Qué altos corredores transitarán al niño
hasta el inmenso
sueño de las habitaciones.
Mi soledad los
lleva, por el mundo,
entre la libertad
y la incertidumbre,
La vida es egoísta
con esperanza, sin acabamiento,
buscando el
corazón de los caminos
Josela Maturana
(La soledad y el mundo)
Doña Ana María toda su vida fue comadrona.
Desde muy pequeña, recuerdo que iba a
mi casa cada vez que mi madre esperaba un nuevo hijo. Era una señora robusta, no muy alta, de fuertes
manos y de ojos grandes y castaños que, a mí, se me antojaban tristes y, a
veces, ausentes como si recordase algo que le hacía daño. Sobre todo, cuando
traía un hermoso ser a este mundo –como decía ella-. Recuerdo que me la
encontraba muchas veces cuando iba para el colegio Vivía en mi misma calle,
justo arriba y en la misma acera. Tenía un patio lleno de flores en la entrada y algunos árboles frutales, y
al pasar por allí, si estaba abierta la puerta, siempre me asomaba. Había algo
que me atraía de ella aunque no sabía el qué. Quizás era por
su trabajo lleno de humanidad. La había escuchado decir que cada niño que cogía
entre sus brazos, era como un ángel o como una luz que le daba esperanza
y consuelo a sus desdichas. De joven
decidió ser comadrona porque decía que a sí nunca estaría sola; ya que
tendría siempre el milagro de la vida entre sus manos. Y en los treinta y cinco
años que ejerció su profesión, cientos de niños vieron la luz gracias a ella.

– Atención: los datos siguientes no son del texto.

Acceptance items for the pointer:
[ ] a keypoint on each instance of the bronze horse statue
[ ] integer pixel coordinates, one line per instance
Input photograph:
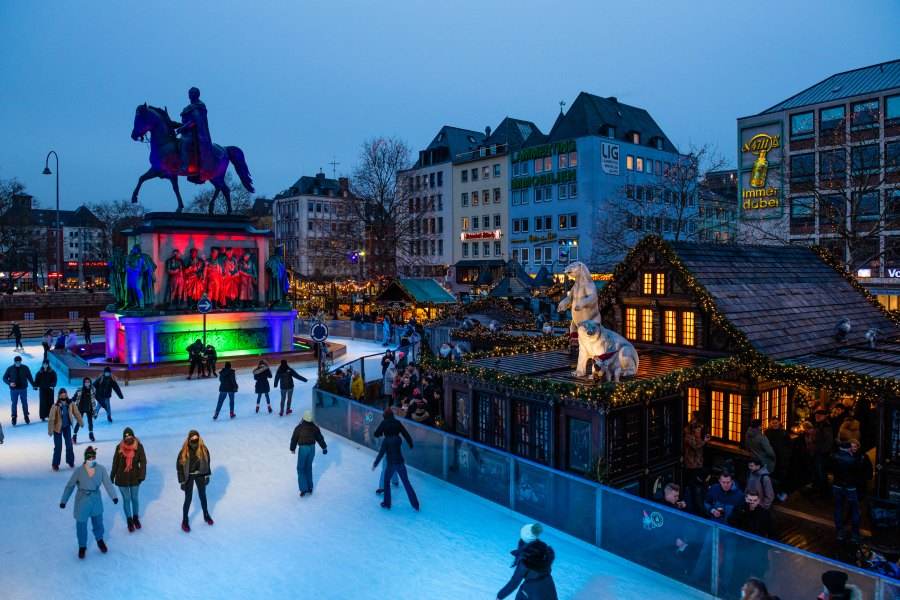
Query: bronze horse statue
(166, 158)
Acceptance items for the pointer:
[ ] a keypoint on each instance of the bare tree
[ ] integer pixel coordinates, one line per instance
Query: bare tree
(380, 204)
(241, 199)
(663, 203)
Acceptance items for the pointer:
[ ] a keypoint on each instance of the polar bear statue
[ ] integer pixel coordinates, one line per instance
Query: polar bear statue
(612, 354)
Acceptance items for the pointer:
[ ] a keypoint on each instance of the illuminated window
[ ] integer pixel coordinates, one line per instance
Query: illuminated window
(671, 330)
(687, 328)
(717, 414)
(631, 323)
(693, 400)
(646, 325)
(734, 417)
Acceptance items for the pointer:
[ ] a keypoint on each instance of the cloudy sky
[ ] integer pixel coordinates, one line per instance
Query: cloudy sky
(298, 84)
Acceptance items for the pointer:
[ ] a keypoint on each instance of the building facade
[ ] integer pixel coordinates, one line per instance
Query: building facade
(314, 227)
(481, 201)
(823, 167)
(429, 187)
(586, 190)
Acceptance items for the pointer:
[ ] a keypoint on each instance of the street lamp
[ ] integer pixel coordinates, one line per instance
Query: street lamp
(47, 171)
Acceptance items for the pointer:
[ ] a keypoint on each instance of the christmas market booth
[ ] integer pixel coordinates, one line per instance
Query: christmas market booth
(421, 298)
(736, 333)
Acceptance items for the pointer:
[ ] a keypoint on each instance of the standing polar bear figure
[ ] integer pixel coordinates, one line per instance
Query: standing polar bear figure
(612, 354)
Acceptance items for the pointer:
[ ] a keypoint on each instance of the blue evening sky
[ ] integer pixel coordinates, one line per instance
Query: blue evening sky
(296, 83)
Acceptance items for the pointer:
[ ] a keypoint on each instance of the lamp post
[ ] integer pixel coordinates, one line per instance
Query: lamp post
(47, 171)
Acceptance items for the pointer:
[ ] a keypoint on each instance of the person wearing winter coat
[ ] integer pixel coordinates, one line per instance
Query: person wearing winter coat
(758, 445)
(45, 381)
(227, 387)
(305, 437)
(837, 588)
(88, 504)
(63, 415)
(391, 450)
(759, 481)
(18, 378)
(104, 386)
(128, 471)
(85, 401)
(193, 468)
(284, 377)
(261, 376)
(533, 563)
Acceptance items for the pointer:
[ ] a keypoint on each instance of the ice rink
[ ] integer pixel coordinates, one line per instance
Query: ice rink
(267, 542)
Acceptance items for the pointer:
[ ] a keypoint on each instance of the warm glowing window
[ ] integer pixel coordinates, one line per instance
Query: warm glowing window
(717, 414)
(646, 325)
(687, 328)
(693, 401)
(631, 323)
(671, 329)
(734, 417)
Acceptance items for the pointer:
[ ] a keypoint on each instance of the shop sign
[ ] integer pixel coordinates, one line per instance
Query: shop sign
(609, 158)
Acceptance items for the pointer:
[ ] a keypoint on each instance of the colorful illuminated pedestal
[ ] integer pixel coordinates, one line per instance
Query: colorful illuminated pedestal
(134, 340)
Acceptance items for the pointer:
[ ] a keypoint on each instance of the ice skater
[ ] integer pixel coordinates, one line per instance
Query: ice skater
(533, 563)
(128, 471)
(88, 504)
(45, 382)
(306, 435)
(84, 398)
(62, 416)
(104, 386)
(391, 450)
(18, 378)
(261, 375)
(227, 387)
(193, 469)
(285, 377)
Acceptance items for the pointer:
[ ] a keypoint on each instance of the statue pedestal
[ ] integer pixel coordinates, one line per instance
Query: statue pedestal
(143, 339)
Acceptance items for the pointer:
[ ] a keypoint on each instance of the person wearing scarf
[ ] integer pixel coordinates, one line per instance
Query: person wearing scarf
(129, 469)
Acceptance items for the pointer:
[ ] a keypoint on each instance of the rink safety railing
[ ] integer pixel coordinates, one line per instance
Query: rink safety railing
(717, 559)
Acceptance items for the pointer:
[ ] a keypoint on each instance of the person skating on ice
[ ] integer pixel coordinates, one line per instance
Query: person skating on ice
(62, 417)
(128, 471)
(88, 503)
(84, 398)
(104, 386)
(45, 382)
(306, 435)
(193, 468)
(533, 561)
(18, 378)
(284, 377)
(227, 387)
(261, 376)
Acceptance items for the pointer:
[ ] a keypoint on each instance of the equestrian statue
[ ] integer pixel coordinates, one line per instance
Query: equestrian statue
(192, 155)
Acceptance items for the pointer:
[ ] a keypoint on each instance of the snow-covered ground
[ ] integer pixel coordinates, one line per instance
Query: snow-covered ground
(266, 542)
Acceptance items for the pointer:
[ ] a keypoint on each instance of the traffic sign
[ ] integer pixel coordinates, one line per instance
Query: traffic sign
(204, 305)
(319, 332)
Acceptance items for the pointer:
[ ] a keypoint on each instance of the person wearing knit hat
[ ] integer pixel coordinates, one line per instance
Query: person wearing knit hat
(533, 563)
(306, 435)
(128, 471)
(88, 503)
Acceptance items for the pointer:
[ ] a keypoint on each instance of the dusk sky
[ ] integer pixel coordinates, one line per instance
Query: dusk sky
(295, 84)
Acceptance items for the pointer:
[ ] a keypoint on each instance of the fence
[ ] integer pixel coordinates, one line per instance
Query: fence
(715, 558)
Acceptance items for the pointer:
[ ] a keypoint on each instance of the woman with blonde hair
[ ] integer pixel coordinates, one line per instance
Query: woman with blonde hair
(193, 468)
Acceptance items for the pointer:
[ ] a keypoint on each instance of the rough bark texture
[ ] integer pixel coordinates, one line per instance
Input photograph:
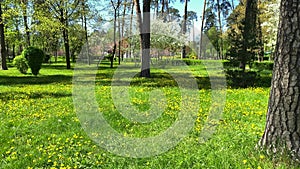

Mi madre la apreciaba mucho, decía que era una buena mujer y muy
trabajadora.
Y yo, sin saber por qué, a mi corta
edad, me inquietaba, al verla continuamente vestida de negro y envuelta en su tristeza.
Siempre imaginé que era una mujer soltera. Aunque comprendí su estado el día que mi madre me
desveló todos mis interrogantes: Doña Ana María se había casado muy joven y
tuvo dos hijos preciosos: Ana María y Fernando. Llenaron de dicha al matrimonio que vio culminada su felicidad.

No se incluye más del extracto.